Parler de guerre avec l’art

L’un des thèmes centraux de l’exposition, et une constante dans les recherches de Franko B, est le thème de l’enfance et de la violence qui y est liée. On retrouve cela aussi dans la sculpture La Belle au bois dormant (2017), une œuvre en résine chromée argentée, réalisée à partir d’une photographie du corps d’un enfant syrien, noyé en Méditerranée alors qu’il tentait de rejoindre la Grèce avec sa famille.
Parler de politique et de discrimination avec l’art, sans tomber dans la rhétorique ou l’appropriation, est un processus complexe ; Franko B a réussi à en parler avec beaucoup de respect et d’empathie, sans édulcorer le caractère tragique des images qu’il évoque.
En manipulant certaines images médiatiques, il a donné corps, forme, espace et temps à des photographies d’actualité tragiques, qui ont généralement un impact éphémère et fugace sur la conscience collective.
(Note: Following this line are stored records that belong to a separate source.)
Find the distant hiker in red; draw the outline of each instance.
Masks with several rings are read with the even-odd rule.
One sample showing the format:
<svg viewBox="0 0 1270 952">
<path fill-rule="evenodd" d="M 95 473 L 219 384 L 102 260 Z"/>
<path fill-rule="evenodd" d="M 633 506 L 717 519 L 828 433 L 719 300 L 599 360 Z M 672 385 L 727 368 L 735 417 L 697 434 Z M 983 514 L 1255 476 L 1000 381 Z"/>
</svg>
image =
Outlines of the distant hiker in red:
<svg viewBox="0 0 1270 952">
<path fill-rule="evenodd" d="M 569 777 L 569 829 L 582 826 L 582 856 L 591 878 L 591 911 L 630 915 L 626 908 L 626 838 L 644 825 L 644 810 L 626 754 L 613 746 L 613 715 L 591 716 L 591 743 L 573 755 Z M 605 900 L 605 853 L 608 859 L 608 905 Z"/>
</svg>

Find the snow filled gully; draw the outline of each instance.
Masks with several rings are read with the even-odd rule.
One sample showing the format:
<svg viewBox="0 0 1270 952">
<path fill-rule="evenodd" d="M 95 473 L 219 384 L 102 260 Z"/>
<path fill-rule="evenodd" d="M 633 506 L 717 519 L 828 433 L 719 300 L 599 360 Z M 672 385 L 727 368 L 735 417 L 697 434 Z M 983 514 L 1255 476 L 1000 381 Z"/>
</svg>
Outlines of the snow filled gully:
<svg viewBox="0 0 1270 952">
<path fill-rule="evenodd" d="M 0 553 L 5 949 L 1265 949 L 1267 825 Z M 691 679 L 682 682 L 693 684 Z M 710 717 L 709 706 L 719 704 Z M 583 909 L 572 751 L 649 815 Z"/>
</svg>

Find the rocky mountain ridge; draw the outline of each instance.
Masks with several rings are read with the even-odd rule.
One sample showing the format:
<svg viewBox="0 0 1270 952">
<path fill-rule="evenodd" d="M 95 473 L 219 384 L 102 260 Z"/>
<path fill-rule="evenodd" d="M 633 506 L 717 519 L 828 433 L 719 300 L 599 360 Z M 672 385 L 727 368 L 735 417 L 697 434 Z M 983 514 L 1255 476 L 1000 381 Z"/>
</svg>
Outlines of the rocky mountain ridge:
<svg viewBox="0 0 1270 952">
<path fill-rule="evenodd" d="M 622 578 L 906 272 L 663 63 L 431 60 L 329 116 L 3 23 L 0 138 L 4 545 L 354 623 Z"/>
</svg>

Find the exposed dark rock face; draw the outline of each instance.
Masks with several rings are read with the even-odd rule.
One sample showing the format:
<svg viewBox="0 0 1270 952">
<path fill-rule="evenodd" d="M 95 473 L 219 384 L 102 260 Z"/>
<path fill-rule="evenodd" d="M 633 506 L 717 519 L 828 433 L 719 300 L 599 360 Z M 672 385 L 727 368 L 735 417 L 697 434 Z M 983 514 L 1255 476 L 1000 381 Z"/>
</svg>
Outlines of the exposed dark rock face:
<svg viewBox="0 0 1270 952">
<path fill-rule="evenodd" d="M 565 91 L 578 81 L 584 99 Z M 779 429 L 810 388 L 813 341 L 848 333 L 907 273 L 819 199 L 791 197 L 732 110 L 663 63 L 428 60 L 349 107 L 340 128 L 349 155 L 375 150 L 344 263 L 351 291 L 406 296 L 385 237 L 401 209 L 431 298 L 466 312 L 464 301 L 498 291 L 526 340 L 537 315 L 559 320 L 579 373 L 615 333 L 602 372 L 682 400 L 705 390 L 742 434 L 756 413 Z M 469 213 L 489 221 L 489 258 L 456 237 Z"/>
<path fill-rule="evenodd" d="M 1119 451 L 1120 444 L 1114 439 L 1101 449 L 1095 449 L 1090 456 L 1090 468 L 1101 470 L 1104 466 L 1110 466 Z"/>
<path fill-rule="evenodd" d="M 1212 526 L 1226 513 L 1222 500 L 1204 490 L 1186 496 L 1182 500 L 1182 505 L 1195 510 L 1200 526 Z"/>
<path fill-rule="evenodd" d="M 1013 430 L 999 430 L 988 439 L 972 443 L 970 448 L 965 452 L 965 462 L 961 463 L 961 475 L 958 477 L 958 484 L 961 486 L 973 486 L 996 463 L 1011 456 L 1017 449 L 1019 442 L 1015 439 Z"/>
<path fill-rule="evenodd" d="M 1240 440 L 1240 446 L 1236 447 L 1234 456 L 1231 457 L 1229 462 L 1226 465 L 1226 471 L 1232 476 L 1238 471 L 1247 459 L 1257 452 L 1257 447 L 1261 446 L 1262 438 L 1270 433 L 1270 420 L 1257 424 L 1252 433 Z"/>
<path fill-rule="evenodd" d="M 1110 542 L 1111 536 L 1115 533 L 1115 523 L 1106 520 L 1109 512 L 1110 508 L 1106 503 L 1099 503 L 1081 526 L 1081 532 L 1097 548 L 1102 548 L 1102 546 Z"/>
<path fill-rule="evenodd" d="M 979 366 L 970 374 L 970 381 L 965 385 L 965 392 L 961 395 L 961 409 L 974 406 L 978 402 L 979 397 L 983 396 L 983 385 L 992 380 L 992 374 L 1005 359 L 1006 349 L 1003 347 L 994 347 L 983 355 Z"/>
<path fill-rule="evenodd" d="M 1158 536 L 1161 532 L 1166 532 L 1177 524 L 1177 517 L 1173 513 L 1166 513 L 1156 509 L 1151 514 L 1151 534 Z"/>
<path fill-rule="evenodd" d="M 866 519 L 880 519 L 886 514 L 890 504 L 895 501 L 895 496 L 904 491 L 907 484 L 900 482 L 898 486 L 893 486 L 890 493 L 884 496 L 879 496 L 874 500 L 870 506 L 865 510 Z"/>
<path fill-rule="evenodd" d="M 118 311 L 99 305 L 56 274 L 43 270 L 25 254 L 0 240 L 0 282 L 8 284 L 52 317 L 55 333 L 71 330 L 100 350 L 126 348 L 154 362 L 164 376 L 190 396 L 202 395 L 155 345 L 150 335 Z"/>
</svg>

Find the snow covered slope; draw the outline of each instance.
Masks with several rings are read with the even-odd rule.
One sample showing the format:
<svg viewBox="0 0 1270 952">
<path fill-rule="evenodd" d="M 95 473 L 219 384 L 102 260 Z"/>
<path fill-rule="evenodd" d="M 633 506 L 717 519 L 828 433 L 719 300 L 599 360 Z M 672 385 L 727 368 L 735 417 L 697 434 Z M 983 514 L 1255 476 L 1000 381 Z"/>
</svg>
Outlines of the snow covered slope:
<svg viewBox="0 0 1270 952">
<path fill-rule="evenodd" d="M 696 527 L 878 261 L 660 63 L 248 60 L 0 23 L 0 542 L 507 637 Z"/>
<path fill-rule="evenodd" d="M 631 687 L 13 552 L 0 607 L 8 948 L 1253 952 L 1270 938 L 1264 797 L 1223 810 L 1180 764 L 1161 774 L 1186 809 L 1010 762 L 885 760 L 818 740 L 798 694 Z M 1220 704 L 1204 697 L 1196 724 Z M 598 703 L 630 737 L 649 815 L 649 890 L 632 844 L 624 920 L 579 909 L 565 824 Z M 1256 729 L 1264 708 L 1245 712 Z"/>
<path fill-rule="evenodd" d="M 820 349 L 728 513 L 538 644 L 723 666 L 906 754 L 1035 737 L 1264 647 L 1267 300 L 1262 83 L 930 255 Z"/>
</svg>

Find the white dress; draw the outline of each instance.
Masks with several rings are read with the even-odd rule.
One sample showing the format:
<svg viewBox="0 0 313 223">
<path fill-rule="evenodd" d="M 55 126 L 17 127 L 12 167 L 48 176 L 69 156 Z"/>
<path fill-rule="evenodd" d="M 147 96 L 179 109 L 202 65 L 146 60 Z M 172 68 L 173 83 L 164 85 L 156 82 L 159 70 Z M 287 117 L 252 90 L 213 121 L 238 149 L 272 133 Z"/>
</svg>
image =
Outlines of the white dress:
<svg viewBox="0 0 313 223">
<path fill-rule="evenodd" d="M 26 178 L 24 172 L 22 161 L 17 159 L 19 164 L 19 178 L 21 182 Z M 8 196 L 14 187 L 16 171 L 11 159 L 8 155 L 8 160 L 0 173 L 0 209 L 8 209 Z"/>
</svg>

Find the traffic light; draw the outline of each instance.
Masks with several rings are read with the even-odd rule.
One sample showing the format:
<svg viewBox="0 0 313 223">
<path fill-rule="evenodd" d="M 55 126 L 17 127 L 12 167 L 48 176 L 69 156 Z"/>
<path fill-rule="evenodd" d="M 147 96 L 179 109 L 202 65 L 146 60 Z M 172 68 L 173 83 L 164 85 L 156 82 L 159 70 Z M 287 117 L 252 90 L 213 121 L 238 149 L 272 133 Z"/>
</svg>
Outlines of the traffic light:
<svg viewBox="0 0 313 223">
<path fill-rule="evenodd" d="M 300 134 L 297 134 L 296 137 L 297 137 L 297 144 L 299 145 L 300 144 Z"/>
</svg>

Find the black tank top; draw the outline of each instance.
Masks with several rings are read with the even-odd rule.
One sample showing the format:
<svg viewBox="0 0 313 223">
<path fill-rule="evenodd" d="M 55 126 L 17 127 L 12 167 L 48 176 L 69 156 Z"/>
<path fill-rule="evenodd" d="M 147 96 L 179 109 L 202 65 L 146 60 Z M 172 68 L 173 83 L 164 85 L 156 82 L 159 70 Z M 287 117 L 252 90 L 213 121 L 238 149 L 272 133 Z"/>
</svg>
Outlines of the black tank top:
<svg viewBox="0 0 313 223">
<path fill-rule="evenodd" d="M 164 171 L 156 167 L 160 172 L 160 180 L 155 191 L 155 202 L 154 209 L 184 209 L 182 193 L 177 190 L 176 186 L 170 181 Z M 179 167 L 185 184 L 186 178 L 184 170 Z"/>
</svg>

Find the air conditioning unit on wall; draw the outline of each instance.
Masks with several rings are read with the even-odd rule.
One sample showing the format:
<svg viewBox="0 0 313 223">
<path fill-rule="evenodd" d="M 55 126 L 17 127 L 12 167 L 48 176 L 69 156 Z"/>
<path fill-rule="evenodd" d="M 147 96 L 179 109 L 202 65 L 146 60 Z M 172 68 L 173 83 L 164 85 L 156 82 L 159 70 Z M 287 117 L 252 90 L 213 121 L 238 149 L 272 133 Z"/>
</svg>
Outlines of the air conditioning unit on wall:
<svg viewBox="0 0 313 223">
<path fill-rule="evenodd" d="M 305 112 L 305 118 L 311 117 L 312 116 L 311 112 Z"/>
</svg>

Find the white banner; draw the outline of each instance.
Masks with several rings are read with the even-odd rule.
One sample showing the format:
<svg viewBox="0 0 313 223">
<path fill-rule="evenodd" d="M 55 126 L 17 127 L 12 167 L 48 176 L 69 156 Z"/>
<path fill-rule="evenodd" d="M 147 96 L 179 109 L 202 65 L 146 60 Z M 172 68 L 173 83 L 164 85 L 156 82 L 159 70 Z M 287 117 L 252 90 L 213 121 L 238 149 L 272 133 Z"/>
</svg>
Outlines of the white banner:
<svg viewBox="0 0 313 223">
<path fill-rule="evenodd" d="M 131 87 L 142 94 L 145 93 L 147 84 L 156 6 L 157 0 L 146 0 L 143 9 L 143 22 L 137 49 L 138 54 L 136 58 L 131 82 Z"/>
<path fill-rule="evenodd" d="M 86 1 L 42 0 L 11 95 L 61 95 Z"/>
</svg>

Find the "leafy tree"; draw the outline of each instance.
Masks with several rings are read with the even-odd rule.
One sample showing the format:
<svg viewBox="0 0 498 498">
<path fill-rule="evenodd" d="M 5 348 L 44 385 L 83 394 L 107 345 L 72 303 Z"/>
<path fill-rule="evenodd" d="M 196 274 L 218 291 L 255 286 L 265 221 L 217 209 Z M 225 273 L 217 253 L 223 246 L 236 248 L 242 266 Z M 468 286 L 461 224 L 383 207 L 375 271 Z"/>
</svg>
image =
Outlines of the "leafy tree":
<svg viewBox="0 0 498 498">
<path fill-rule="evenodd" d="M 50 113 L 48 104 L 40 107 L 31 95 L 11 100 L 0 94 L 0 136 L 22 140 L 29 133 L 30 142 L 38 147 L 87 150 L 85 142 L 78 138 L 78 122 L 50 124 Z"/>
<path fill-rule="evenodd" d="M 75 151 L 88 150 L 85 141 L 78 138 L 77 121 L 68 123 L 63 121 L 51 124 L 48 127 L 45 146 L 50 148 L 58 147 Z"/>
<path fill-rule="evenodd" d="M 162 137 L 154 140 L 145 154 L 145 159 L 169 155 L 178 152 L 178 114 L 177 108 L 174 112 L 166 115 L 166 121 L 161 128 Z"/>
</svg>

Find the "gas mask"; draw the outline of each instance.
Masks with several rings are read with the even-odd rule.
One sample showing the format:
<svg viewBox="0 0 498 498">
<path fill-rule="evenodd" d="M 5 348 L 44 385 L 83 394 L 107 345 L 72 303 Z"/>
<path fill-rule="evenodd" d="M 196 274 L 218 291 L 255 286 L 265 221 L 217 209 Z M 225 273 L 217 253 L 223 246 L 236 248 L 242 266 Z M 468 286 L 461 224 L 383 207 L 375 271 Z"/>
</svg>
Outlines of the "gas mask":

Dans la série de cartes Putain (2024) – qui ouvre ou conclut l’exposition – Franko B nous met au défi de prendre position, de rompre avec les conventions et de dire « Fuck les présidents », « Fuck le fusil à pompe Beretta », « Fuck les collectionneurs d’art », « Fuck the system ». Dans l’espoir que les conventions changeront et que ceux qui occupent des positions de pouvoir et de privilèges se rendront compte que la direction que prend cette société est totalement fausse, pour citer Franko B, « Fuck tout le monde », «Putain, putain, putain.